Whoa, whoa, whoa...I disagree with some of my fellow posters I guess, but never run from the fact that you are "only" BLS. Your system may run out of medics -- it happens in a lot of systems...for profit, not for profit country third service, fire based EMS, whatever...medics aren't always around and being able to provide good BLS and first recognize that your patient was in respiatory arrest, start bagging with an OP in place is awesome. I know several medics who probably aren't that on top of their game as much as you are. It sounded like your patient made it to the hospital still with a pulse and still alive and kicking...you weren't the best she had just for the time being...it sounds like to me, you did make the difference for this patient.

We can argue and talk all day about whether or not you should have epi (I would probably argue not since you are in a tiered system), should the system be tiered (I came from this type of system originally, so I tend to favor them), and whether or not our education differs (ALS vs. BLS)...but that day you did your job and delivered a viable patient to the ER for them to provide definitive care to. Remember please, even us Paragods are still human too and can't deliver every patient to the ER alive and well.
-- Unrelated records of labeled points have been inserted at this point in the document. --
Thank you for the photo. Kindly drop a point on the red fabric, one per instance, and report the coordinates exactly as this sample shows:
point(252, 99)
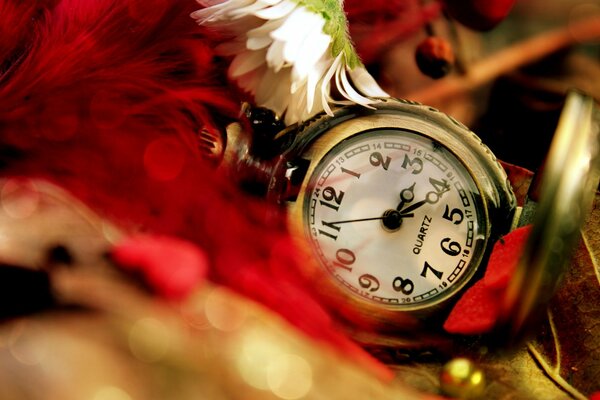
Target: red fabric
point(171, 266)
point(481, 15)
point(478, 309)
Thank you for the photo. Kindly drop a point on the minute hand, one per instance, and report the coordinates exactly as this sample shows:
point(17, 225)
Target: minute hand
point(431, 198)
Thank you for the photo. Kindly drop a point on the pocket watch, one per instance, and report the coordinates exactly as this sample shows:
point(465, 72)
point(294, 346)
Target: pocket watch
point(399, 205)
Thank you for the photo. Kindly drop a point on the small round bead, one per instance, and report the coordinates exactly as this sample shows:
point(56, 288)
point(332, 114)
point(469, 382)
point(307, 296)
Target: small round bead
point(435, 57)
point(462, 379)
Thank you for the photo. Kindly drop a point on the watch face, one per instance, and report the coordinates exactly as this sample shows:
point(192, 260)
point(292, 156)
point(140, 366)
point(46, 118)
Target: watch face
point(396, 218)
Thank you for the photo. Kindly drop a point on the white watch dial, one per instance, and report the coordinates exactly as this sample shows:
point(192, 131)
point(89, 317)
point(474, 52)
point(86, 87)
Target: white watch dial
point(396, 218)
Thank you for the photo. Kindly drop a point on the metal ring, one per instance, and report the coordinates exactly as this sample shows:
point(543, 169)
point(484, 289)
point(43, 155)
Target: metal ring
point(569, 180)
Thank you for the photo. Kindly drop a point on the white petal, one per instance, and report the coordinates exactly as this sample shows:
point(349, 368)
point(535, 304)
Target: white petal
point(257, 43)
point(350, 92)
point(266, 28)
point(230, 48)
point(276, 95)
point(294, 25)
point(278, 11)
point(245, 62)
point(250, 81)
point(275, 58)
point(365, 83)
point(313, 49)
point(312, 81)
point(325, 97)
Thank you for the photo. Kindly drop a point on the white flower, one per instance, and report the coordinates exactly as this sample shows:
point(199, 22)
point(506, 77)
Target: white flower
point(286, 53)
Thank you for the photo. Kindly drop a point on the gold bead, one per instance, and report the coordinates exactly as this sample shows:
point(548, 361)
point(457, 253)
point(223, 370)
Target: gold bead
point(462, 379)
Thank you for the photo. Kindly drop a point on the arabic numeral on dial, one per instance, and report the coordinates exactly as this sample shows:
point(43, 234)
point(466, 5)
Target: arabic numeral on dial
point(376, 159)
point(330, 194)
point(368, 282)
point(350, 172)
point(344, 259)
point(405, 286)
point(332, 227)
point(428, 267)
point(450, 247)
point(439, 186)
point(455, 215)
point(416, 164)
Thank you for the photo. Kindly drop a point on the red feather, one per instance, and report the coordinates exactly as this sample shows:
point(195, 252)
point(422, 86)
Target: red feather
point(108, 101)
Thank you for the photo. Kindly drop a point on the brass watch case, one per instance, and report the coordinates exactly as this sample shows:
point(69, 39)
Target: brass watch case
point(317, 137)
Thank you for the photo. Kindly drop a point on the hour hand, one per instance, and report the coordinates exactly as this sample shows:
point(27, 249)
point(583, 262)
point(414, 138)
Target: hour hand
point(406, 196)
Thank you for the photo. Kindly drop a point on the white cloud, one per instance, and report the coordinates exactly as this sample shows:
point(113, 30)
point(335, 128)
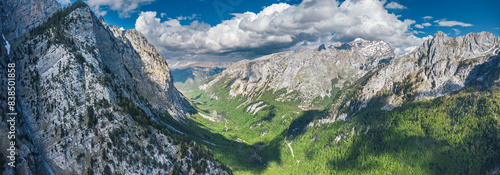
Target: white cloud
point(180, 18)
point(421, 26)
point(123, 7)
point(394, 5)
point(446, 23)
point(64, 2)
point(279, 27)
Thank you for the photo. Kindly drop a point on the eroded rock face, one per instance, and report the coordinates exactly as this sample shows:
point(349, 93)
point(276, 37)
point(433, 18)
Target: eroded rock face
point(93, 98)
point(310, 72)
point(441, 65)
point(18, 17)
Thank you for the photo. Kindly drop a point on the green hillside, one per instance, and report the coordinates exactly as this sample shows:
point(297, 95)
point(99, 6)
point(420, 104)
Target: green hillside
point(459, 134)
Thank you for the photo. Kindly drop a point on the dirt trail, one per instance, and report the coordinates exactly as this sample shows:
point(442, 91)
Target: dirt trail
point(289, 145)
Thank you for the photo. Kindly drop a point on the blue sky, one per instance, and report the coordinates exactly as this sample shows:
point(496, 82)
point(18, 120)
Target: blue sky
point(231, 30)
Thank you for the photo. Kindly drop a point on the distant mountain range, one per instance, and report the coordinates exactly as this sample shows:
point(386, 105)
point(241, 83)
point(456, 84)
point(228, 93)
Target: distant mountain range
point(94, 99)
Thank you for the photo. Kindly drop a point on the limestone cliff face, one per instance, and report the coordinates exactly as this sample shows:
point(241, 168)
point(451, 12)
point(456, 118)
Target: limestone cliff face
point(308, 73)
point(94, 99)
point(441, 65)
point(18, 17)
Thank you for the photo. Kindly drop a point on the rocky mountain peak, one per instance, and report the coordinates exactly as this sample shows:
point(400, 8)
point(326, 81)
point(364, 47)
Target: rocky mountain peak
point(19, 16)
point(307, 73)
point(322, 47)
point(438, 67)
point(94, 100)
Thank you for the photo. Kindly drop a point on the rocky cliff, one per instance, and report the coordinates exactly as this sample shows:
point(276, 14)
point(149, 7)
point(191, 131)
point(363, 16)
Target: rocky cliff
point(95, 99)
point(304, 75)
point(440, 66)
point(189, 77)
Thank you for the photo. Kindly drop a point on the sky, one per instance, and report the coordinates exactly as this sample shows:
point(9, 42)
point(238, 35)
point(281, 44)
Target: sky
point(231, 30)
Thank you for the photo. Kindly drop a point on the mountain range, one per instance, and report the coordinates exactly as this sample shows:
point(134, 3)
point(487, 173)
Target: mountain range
point(92, 98)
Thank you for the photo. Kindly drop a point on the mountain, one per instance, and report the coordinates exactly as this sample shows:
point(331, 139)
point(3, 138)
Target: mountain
point(440, 66)
point(92, 99)
point(190, 76)
point(304, 75)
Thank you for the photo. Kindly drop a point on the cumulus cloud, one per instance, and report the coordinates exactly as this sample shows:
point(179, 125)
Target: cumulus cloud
point(64, 2)
point(123, 7)
point(394, 5)
point(446, 23)
point(279, 27)
point(426, 24)
point(421, 26)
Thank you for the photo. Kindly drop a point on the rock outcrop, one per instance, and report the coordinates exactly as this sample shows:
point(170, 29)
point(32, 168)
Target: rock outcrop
point(440, 66)
point(305, 74)
point(95, 99)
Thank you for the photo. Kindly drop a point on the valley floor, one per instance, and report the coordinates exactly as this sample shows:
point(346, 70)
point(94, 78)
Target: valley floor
point(448, 135)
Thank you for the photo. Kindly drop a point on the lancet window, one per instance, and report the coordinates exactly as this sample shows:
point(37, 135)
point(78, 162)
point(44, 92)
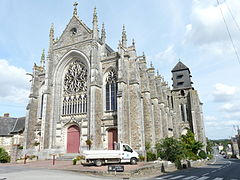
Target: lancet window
point(75, 89)
point(111, 91)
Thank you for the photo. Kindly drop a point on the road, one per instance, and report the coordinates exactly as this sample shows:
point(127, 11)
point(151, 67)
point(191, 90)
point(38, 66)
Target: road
point(23, 173)
point(220, 169)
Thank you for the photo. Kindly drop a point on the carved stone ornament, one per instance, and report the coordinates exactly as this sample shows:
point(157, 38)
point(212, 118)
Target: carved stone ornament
point(111, 77)
point(75, 80)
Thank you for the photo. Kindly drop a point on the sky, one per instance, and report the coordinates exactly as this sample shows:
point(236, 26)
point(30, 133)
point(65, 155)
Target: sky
point(166, 31)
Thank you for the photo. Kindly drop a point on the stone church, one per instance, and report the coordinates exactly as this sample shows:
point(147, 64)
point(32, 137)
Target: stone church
point(84, 90)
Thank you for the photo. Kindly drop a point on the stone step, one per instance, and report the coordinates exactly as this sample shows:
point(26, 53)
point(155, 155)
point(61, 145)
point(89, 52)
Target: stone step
point(68, 156)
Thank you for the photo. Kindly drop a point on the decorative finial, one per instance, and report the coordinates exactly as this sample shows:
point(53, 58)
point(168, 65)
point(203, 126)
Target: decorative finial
point(95, 24)
point(133, 42)
point(124, 37)
point(42, 61)
point(75, 8)
point(151, 64)
point(95, 14)
point(103, 34)
point(144, 57)
point(51, 35)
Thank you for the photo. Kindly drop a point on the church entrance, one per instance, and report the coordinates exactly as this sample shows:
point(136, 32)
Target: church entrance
point(112, 138)
point(73, 139)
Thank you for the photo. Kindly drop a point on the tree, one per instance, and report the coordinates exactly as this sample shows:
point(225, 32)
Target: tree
point(4, 157)
point(170, 149)
point(191, 146)
point(209, 147)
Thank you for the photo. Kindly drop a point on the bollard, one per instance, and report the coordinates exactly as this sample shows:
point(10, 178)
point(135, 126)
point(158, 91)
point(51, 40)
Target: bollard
point(162, 168)
point(54, 159)
point(25, 159)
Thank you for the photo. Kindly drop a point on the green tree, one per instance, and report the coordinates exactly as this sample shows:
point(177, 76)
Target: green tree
point(170, 149)
point(209, 147)
point(191, 146)
point(4, 157)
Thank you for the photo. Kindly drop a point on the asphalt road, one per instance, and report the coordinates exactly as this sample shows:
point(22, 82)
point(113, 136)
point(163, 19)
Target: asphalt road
point(220, 169)
point(23, 173)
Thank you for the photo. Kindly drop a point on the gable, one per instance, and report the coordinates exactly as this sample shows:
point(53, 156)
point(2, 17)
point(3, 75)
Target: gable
point(76, 31)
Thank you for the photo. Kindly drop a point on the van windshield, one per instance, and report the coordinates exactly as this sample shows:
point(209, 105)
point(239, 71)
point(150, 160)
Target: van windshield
point(127, 148)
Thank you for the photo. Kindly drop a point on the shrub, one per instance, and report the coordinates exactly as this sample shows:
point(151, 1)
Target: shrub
point(74, 161)
point(80, 157)
point(202, 154)
point(4, 157)
point(210, 156)
point(170, 149)
point(20, 147)
point(151, 156)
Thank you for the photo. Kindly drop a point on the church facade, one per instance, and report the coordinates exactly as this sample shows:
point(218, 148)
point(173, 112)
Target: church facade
point(88, 91)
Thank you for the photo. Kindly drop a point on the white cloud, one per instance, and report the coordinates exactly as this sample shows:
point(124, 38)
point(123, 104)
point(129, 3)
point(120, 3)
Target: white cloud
point(207, 29)
point(166, 56)
point(225, 93)
point(14, 83)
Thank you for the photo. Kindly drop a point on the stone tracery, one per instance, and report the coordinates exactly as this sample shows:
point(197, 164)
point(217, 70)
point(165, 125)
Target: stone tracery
point(75, 89)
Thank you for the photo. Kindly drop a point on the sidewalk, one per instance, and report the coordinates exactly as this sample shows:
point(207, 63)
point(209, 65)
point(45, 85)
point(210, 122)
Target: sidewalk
point(141, 170)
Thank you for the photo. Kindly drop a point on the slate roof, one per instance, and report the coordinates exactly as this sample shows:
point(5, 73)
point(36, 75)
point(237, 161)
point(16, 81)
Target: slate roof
point(180, 66)
point(19, 125)
point(10, 125)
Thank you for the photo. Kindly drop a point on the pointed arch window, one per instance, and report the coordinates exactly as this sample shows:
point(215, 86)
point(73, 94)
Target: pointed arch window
point(75, 89)
point(111, 91)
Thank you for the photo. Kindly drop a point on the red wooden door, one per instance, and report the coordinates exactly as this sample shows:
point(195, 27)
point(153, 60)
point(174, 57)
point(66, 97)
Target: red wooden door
point(73, 139)
point(112, 137)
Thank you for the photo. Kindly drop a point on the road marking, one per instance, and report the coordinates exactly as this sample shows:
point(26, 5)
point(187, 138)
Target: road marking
point(202, 178)
point(190, 177)
point(177, 177)
point(163, 177)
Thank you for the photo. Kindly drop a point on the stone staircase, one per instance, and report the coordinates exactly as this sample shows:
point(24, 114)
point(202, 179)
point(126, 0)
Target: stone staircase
point(67, 156)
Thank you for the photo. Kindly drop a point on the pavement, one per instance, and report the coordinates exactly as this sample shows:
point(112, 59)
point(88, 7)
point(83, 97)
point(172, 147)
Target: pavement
point(217, 169)
point(220, 169)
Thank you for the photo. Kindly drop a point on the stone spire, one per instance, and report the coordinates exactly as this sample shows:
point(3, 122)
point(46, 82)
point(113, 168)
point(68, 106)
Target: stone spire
point(144, 57)
point(151, 64)
point(124, 37)
point(133, 43)
point(75, 9)
point(51, 36)
point(103, 34)
point(42, 61)
point(95, 24)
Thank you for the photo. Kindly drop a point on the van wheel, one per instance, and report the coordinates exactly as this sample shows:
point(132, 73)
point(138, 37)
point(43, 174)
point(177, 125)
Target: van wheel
point(98, 162)
point(133, 161)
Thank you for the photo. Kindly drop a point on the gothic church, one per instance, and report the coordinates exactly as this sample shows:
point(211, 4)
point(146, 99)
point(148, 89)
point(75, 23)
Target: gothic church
point(88, 91)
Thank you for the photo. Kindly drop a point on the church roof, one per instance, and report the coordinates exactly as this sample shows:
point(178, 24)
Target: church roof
point(180, 66)
point(19, 125)
point(9, 125)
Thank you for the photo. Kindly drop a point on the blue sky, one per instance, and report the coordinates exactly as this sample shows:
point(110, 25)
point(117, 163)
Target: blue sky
point(192, 30)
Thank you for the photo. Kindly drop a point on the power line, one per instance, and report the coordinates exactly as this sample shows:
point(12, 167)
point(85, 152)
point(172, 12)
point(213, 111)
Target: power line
point(229, 34)
point(234, 19)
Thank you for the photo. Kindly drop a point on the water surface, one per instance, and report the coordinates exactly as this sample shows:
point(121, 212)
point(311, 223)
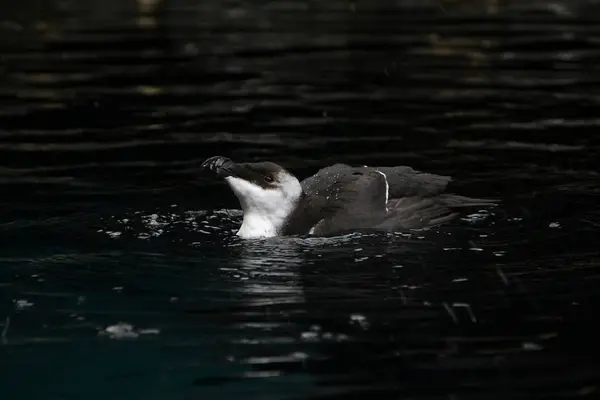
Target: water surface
point(121, 276)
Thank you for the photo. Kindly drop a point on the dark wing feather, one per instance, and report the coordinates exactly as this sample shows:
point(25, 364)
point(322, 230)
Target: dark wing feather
point(406, 182)
point(342, 197)
point(339, 198)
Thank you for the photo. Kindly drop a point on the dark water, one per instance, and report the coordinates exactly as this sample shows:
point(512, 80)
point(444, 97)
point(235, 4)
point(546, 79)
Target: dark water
point(121, 277)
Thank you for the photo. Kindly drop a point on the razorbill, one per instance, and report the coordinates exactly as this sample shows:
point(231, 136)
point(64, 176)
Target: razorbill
point(338, 198)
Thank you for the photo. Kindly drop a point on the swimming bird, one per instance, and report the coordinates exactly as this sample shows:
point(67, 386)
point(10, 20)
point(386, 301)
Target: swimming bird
point(338, 198)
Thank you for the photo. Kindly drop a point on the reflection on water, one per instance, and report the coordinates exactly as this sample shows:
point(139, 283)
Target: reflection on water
point(120, 271)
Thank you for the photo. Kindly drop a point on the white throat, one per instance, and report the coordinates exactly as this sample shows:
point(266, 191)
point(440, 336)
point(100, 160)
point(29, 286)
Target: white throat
point(265, 210)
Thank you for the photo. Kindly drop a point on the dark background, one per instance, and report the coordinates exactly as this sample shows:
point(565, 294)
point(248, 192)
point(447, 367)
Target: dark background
point(107, 108)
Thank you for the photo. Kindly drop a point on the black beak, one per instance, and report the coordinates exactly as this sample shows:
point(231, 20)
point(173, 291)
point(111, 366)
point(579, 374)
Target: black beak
point(222, 166)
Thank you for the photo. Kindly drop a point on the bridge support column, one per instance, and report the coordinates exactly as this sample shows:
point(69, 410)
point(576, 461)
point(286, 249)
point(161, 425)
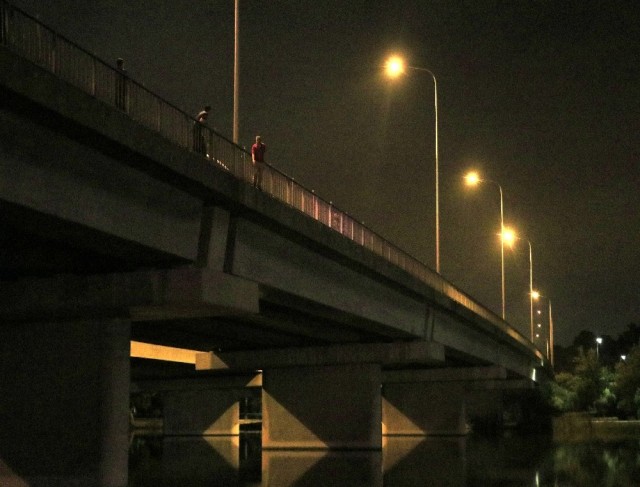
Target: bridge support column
point(325, 407)
point(202, 412)
point(431, 402)
point(64, 406)
point(423, 408)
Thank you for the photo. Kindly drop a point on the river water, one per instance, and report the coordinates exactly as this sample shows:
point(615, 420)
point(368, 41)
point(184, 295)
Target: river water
point(474, 461)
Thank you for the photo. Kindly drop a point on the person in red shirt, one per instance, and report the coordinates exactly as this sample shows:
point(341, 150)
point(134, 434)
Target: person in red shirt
point(257, 158)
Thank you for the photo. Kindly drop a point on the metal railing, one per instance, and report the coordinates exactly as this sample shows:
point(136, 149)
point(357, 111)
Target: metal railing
point(29, 38)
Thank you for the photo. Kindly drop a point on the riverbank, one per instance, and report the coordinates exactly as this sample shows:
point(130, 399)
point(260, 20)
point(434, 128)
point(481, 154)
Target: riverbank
point(584, 427)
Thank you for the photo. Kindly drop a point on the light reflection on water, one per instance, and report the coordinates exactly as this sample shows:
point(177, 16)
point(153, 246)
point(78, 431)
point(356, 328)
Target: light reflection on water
point(508, 461)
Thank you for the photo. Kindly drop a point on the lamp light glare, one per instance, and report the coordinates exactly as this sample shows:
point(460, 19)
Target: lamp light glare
point(395, 66)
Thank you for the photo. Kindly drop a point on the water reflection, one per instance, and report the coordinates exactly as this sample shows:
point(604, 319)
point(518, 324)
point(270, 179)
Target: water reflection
point(404, 461)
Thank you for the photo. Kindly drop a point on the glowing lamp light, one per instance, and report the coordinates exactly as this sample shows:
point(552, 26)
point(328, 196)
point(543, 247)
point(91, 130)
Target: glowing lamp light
point(509, 236)
point(472, 178)
point(395, 66)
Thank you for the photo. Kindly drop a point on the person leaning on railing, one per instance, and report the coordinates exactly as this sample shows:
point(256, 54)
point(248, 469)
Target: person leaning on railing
point(199, 140)
point(257, 158)
point(122, 88)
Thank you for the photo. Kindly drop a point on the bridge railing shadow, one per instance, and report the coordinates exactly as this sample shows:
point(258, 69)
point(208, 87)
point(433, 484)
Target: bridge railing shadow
point(31, 39)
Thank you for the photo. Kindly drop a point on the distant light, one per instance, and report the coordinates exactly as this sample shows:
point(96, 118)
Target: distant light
point(395, 66)
point(509, 236)
point(472, 178)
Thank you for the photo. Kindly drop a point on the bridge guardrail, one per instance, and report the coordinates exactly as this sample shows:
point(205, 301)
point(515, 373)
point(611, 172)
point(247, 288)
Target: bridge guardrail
point(28, 37)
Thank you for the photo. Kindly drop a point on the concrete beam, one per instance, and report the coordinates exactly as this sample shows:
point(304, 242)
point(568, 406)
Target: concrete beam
point(449, 374)
point(160, 352)
point(405, 353)
point(148, 295)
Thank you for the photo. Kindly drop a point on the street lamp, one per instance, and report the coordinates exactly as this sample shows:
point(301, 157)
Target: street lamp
point(395, 67)
point(536, 295)
point(473, 179)
point(236, 70)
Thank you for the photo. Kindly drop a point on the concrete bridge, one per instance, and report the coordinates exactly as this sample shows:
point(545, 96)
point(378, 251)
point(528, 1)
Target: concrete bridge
point(132, 259)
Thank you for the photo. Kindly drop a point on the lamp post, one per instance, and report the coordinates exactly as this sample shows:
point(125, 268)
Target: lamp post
point(395, 66)
point(530, 287)
point(536, 295)
point(236, 70)
point(473, 179)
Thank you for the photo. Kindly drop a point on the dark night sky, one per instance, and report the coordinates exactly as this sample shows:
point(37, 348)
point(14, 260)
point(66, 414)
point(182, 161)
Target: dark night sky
point(541, 96)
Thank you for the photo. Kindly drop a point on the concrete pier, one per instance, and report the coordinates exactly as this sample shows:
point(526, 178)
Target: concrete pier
point(326, 407)
point(64, 406)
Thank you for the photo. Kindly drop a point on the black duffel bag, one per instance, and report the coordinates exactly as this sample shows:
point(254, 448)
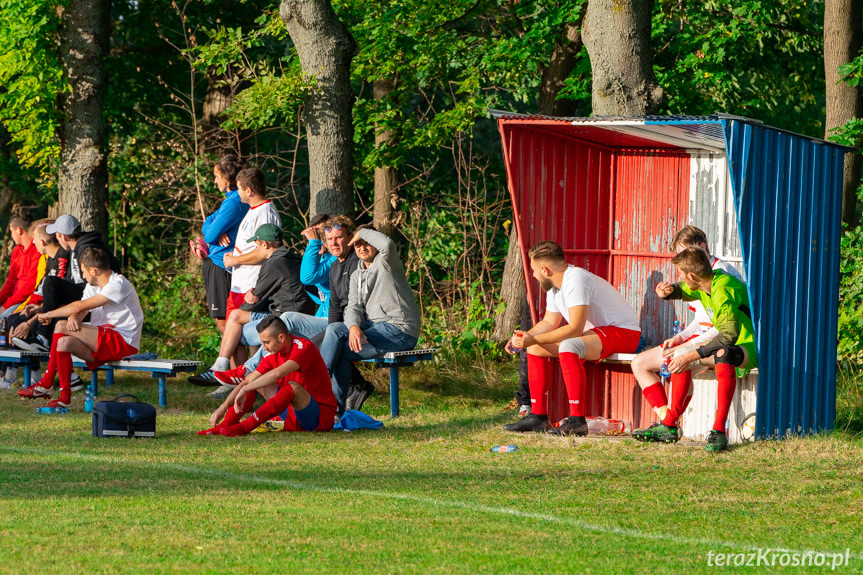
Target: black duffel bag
point(124, 418)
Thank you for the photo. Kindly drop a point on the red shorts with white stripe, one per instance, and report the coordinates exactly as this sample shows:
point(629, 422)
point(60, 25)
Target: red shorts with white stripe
point(110, 347)
point(235, 300)
point(617, 340)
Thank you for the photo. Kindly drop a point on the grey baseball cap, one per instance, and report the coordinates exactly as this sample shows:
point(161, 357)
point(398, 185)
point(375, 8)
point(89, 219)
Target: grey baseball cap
point(65, 224)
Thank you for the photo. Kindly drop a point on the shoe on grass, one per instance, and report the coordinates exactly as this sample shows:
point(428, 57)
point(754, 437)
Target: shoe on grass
point(58, 403)
point(35, 392)
point(532, 422)
point(656, 433)
point(570, 426)
point(205, 379)
point(716, 441)
point(221, 393)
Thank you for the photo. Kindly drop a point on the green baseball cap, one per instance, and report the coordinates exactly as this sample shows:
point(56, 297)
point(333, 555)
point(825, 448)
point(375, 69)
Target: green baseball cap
point(268, 233)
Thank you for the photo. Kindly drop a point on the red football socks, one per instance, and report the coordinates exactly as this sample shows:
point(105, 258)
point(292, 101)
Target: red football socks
point(681, 383)
point(64, 370)
point(655, 395)
point(538, 379)
point(726, 376)
point(575, 379)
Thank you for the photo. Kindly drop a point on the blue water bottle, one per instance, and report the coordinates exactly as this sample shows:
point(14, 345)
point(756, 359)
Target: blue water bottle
point(88, 399)
point(504, 448)
point(663, 369)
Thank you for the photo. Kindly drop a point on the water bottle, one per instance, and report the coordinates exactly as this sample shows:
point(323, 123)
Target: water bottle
point(663, 369)
point(88, 399)
point(50, 410)
point(504, 448)
point(603, 426)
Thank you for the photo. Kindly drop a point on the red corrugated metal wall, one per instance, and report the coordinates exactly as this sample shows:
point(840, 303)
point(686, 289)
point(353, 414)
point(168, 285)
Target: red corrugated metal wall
point(614, 212)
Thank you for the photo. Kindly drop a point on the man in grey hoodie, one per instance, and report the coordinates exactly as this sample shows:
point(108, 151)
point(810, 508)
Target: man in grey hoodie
point(381, 316)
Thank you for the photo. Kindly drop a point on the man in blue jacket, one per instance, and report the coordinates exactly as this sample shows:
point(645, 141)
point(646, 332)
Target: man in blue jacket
point(220, 231)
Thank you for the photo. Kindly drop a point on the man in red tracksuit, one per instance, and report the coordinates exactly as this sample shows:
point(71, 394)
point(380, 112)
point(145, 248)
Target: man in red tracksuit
point(292, 377)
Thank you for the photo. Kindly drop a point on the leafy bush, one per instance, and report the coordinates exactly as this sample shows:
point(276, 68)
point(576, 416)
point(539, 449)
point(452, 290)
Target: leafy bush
point(851, 297)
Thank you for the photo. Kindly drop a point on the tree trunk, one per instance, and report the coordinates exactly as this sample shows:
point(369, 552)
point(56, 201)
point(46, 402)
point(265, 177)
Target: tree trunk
point(325, 48)
point(512, 291)
point(617, 37)
point(82, 181)
point(386, 177)
point(843, 39)
point(563, 60)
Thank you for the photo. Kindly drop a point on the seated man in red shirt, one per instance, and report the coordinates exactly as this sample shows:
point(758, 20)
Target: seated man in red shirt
point(293, 377)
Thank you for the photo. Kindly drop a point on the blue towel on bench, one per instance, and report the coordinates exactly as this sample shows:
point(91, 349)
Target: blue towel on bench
point(354, 419)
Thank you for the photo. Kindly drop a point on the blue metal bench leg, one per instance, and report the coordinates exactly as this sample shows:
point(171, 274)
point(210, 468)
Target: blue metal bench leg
point(394, 391)
point(163, 392)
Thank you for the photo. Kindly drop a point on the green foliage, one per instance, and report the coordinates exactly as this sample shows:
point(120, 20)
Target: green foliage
point(851, 296)
point(759, 58)
point(31, 79)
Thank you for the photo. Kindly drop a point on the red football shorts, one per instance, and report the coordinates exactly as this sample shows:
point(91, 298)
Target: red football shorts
point(110, 347)
point(235, 300)
point(617, 340)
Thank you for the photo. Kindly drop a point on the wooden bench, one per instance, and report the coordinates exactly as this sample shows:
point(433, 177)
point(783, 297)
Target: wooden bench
point(160, 369)
point(396, 359)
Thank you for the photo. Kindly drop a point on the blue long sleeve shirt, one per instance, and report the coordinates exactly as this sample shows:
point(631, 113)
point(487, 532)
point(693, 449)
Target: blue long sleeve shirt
point(225, 220)
point(315, 271)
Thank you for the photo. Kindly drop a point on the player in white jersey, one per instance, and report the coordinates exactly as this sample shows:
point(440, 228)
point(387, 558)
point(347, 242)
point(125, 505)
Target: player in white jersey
point(646, 365)
point(245, 260)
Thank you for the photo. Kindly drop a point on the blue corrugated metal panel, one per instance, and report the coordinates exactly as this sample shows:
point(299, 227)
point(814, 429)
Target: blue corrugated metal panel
point(787, 192)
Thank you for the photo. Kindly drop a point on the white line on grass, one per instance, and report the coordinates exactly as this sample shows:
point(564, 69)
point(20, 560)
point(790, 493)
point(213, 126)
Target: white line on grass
point(432, 501)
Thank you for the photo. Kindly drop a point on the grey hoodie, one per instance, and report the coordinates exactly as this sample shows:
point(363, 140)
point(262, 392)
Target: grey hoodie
point(381, 293)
If you had a longer transport time of thirty to forty minutes in a more rural area, why not keep bagging, maintaining an airway as best possible and get to the hospital safe (good job slowing down on the unsafe roads)? Epinephrine isn't the be all, end all and while it worked in this case, any experienced medic will tell you it dont always work and sometimes we have to get a little more aggresive with other medications that hospitals give and arent even on many rigs. I don't know if it is available to you in your system but since she had no gag at one point, why not a Combitube or King Airway device. Again, you have an airway secured and you can monitor the patient's cardiovascular status from there. Just a thought, but please don't think we are any better. You were large and in charge on that call it sounds like and quite frankly got a "save."